JaseZiv / worldfootballR

A wrapper for extracting world football (soccer) data from FBref, Transfermark, Understat
https://jaseziv.github.io/worldfootballR/
433 stars 59 forks source link

`tm_player_transfer_history()` failing due to not being available in the HTML of transfermarkt #342

Closed JaseZiv closed 7 months ago

JaseZiv commented 8 months ago

Without using some form of browser automation, player transfer histories are no longer able to be scraped by tm_player_transfer_history() in its current form.

Will open this issue and try to incorporate the work @tonyelhabr did using chromote to obtain certain FBREF data points.

tonyelhabr commented 7 months ago

Without using some form of browser automation, player transfer histories are no longer able to be scraped by tm_player_transfer_history() in its current form.

Will open this issue and try to incorporate the work @tonyelhabr did using chromote to obtain certain FBREF data points.

I tried out the chromote approach and found that I'm getting blocked upon loading a player URL.
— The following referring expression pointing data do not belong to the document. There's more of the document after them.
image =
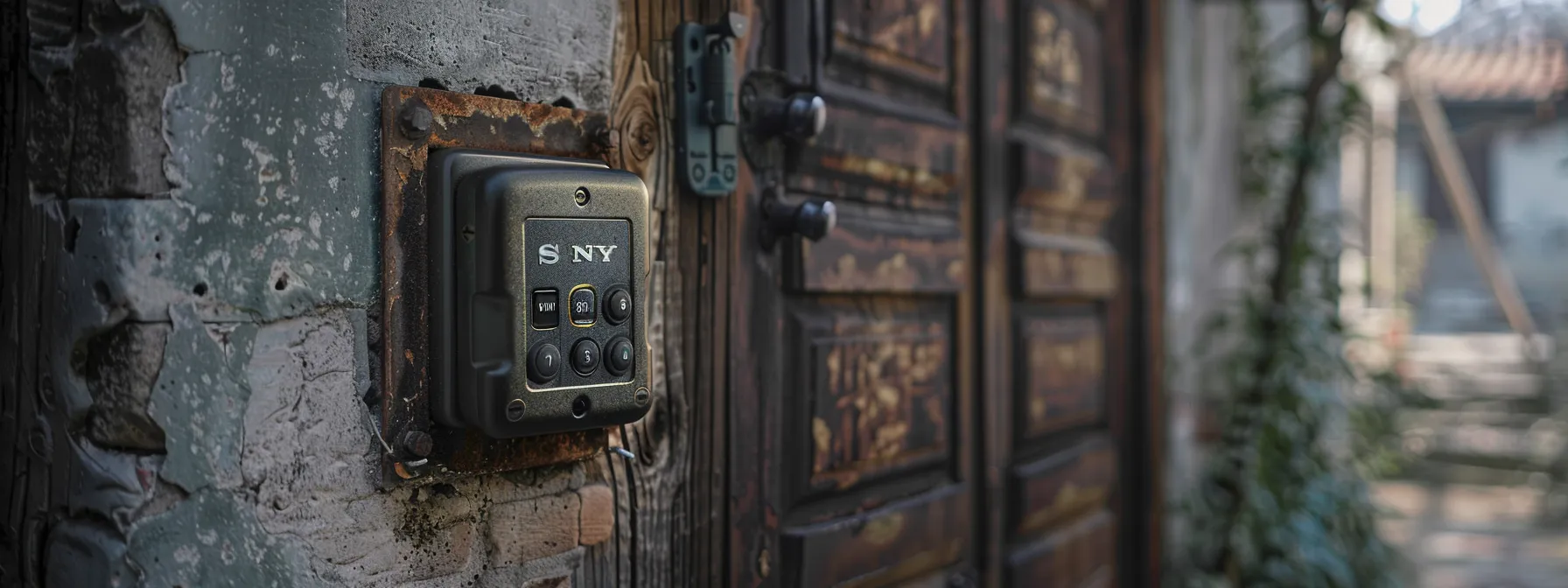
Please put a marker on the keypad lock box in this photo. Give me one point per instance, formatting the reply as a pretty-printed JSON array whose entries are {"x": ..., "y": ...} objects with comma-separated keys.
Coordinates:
[{"x": 540, "y": 284}]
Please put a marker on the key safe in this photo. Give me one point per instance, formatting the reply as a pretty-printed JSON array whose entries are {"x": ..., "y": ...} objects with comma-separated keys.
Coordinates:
[{"x": 538, "y": 273}]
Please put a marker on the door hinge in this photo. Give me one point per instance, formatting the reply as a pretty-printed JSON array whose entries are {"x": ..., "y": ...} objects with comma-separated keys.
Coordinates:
[{"x": 708, "y": 150}]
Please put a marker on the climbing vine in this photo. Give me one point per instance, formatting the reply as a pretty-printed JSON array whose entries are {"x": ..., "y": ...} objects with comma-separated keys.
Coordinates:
[{"x": 1280, "y": 504}]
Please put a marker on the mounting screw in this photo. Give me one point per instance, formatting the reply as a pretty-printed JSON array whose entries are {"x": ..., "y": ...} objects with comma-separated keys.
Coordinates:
[
  {"x": 416, "y": 120},
  {"x": 417, "y": 443}
]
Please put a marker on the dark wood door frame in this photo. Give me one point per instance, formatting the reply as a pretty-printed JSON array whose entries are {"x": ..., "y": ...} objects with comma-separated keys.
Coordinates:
[
  {"x": 1134, "y": 316},
  {"x": 1136, "y": 102}
]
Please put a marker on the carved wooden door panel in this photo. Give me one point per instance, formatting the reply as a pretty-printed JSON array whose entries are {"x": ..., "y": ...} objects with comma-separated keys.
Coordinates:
[
  {"x": 853, "y": 388},
  {"x": 1055, "y": 173},
  {"x": 930, "y": 394}
]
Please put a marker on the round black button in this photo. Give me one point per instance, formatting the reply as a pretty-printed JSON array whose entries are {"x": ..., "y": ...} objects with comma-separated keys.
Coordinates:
[
  {"x": 544, "y": 362},
  {"x": 585, "y": 356},
  {"x": 620, "y": 358},
  {"x": 618, "y": 306}
]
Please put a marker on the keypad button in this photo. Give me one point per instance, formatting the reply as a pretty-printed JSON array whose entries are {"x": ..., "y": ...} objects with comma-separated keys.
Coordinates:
[
  {"x": 544, "y": 311},
  {"x": 544, "y": 362},
  {"x": 584, "y": 308},
  {"x": 618, "y": 306},
  {"x": 585, "y": 356},
  {"x": 620, "y": 356}
]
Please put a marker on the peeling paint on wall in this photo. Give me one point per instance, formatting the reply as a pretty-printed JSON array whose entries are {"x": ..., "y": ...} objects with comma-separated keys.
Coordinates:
[{"x": 212, "y": 170}]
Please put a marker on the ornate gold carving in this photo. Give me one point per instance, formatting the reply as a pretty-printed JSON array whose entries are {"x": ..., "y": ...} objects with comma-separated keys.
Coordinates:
[{"x": 1055, "y": 66}]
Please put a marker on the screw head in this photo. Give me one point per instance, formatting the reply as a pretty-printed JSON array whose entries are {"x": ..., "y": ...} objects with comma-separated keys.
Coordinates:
[
  {"x": 417, "y": 443},
  {"x": 416, "y": 120}
]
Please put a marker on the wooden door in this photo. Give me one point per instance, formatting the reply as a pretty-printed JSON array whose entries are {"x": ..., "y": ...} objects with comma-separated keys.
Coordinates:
[
  {"x": 853, "y": 378},
  {"x": 1062, "y": 348},
  {"x": 927, "y": 396}
]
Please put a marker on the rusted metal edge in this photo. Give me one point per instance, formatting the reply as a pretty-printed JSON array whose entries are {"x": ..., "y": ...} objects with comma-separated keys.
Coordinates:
[{"x": 413, "y": 122}]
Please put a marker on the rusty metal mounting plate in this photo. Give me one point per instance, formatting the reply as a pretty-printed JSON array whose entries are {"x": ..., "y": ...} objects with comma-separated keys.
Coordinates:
[{"x": 413, "y": 122}]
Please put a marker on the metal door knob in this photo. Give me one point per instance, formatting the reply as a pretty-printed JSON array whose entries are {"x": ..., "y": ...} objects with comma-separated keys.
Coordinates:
[
  {"x": 811, "y": 220},
  {"x": 797, "y": 118}
]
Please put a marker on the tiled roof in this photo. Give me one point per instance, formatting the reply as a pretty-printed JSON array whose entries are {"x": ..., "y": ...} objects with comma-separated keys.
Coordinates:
[{"x": 1534, "y": 73}]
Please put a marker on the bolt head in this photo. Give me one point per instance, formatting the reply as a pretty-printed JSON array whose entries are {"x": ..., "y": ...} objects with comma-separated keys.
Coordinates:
[
  {"x": 417, "y": 121},
  {"x": 417, "y": 443}
]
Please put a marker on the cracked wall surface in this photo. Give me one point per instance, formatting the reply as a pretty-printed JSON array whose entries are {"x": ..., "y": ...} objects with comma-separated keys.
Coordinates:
[{"x": 204, "y": 176}]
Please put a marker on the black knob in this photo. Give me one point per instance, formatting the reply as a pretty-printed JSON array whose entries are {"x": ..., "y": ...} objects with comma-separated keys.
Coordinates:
[
  {"x": 544, "y": 362},
  {"x": 731, "y": 25},
  {"x": 618, "y": 356},
  {"x": 797, "y": 118},
  {"x": 585, "y": 356},
  {"x": 618, "y": 306},
  {"x": 813, "y": 220}
]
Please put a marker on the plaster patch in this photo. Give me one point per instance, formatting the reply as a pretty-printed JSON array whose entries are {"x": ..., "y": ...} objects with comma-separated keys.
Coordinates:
[
  {"x": 200, "y": 402},
  {"x": 540, "y": 52},
  {"x": 170, "y": 554}
]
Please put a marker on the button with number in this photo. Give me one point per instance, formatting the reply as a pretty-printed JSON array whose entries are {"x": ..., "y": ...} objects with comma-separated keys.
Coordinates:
[
  {"x": 544, "y": 362},
  {"x": 582, "y": 306},
  {"x": 618, "y": 306},
  {"x": 620, "y": 356},
  {"x": 585, "y": 356}
]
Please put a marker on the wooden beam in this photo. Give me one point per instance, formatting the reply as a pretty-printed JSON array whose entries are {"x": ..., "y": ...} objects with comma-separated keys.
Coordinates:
[{"x": 1462, "y": 196}]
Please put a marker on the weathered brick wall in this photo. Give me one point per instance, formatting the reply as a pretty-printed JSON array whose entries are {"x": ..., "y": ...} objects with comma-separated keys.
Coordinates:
[{"x": 211, "y": 170}]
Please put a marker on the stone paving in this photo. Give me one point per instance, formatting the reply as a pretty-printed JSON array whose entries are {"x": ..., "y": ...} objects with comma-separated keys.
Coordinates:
[{"x": 1482, "y": 507}]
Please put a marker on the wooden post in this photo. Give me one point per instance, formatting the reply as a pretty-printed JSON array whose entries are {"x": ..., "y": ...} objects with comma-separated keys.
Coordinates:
[
  {"x": 1462, "y": 196},
  {"x": 1382, "y": 201}
]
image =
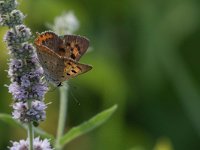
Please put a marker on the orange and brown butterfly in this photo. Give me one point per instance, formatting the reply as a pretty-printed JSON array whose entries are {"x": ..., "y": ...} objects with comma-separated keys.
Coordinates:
[{"x": 59, "y": 56}]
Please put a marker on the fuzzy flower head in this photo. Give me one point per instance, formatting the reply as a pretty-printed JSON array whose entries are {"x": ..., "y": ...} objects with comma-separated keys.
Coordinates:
[
  {"x": 66, "y": 23},
  {"x": 37, "y": 145},
  {"x": 24, "y": 114},
  {"x": 7, "y": 6}
]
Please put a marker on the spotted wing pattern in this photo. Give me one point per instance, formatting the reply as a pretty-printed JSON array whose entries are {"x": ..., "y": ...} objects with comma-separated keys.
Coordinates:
[
  {"x": 75, "y": 46},
  {"x": 59, "y": 57}
]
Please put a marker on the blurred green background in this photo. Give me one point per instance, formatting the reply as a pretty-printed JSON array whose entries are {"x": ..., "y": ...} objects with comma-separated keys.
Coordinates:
[{"x": 145, "y": 58}]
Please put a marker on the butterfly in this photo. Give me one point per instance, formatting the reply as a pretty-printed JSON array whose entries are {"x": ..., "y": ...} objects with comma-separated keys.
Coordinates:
[{"x": 59, "y": 56}]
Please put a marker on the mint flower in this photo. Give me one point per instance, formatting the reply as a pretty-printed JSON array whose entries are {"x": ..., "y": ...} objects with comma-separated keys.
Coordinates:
[
  {"x": 27, "y": 87},
  {"x": 37, "y": 145}
]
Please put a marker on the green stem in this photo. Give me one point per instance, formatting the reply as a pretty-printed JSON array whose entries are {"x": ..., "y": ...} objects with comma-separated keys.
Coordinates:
[
  {"x": 30, "y": 130},
  {"x": 62, "y": 115}
]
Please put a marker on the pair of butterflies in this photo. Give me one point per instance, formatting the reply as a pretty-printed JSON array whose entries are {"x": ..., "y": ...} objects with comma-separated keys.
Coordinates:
[{"x": 59, "y": 56}]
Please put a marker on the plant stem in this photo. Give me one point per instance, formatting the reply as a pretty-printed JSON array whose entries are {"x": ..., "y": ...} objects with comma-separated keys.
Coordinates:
[
  {"x": 30, "y": 130},
  {"x": 62, "y": 115}
]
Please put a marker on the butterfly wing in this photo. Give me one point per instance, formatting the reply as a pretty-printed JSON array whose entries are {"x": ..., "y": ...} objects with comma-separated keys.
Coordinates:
[
  {"x": 52, "y": 64},
  {"x": 50, "y": 40},
  {"x": 75, "y": 46},
  {"x": 73, "y": 68}
]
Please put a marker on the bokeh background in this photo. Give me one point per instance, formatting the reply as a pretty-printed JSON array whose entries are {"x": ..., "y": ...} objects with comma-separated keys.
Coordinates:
[{"x": 145, "y": 57}]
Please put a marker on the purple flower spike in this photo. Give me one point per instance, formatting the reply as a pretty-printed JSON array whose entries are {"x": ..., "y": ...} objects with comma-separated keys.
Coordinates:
[
  {"x": 36, "y": 113},
  {"x": 37, "y": 145},
  {"x": 27, "y": 86}
]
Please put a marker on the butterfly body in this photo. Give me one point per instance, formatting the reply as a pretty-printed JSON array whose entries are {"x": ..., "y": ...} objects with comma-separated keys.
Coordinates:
[{"x": 59, "y": 56}]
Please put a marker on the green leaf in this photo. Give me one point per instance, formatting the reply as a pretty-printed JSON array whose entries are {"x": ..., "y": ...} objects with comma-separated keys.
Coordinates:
[
  {"x": 87, "y": 126},
  {"x": 9, "y": 120}
]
session <- worldfootballR:::worldfootballr_chromote_session("https://www.transfermarkt.com/cristiano-ronaldo/profil/spieler/8198")
session$session$view()

image

I did find that there is an API call that we can make to get some of the transfer history elements, although I'm not sure how we'll get some things like from_country and to_country.

library(worldfootballR)
library(httr)
#> Warning: package 'httr' was built under R version 4.2.3
headers = c(
  `User-Agent` = getOption("worldfootballR.agent")
)

res <- httr::GET(
  url = "https://www.transfermarkt.com/ceapi/transferHistory/list/8198",
  httr::add_headers(.headers = headers)
)

cont <- content(res)
transfers <- cont$transfers
str(transfers[1:2], max.level = 2)
#> List of 2
#>  $ :List of 12
#>   ..$ url               : chr "/cristiano-ronaldo/transfers/spieler/8198/transfer_id/4197140"
#>   ..$ from              :List of 7
#>   ..$ to                :List of 7
#>   ..$ futureTransfer    : int 0
#>   ..$ date              : chr "Jan 1, 2023"
#>   ..$ dateUnformatted   : chr "2023-01-01"
#>   ..$ upcoming          : logi FALSE
#>   ..$ season            : chr "22/23"
#>   ..$ marketValue       : chr "€20.00m"
#>   ..$ fee               : chr "-"
#>   ..$ showUpcomingHeader: logi FALSE
#>   ..$ showResetHeader   : logi FALSE
#>  $ :List of 12
#>   ..$ url               : chr "/cristiano-ronaldo/transfers/spieler/8198/transfer_id/4152208"
#>   ..$ from              :List of 7
#>   ..$ to                :List of 7
#>   ..$ futureTransfer    : int 0
#>   ..$ date              : chr "Nov 22, 2022"
#>   ..$ dateUnformatted   : chr "2022-11-22"
#>   ..$ upcoming          : logi FALSE
#>   ..$ season            : chr "22/23"
#>   ..$ marketValue       : chr "€20.00m"
#>   ..$ fee               : chr "-"
#>   ..$ showUpcomingHeader: logi FALSE
#>   ..$ showResetHeader   : logi FALSE
tonyelhabr commented 7 months ago

Upon a GitHub search, I found that a python package made a similar fix in the past 2 weeks. Here is their code for scraping history.

tonyelhabr commented 7 months ago

Oh, so I think we can still get the "extra info" from server-side loaded data. So we may actually be capable of returning the same data from the function as before.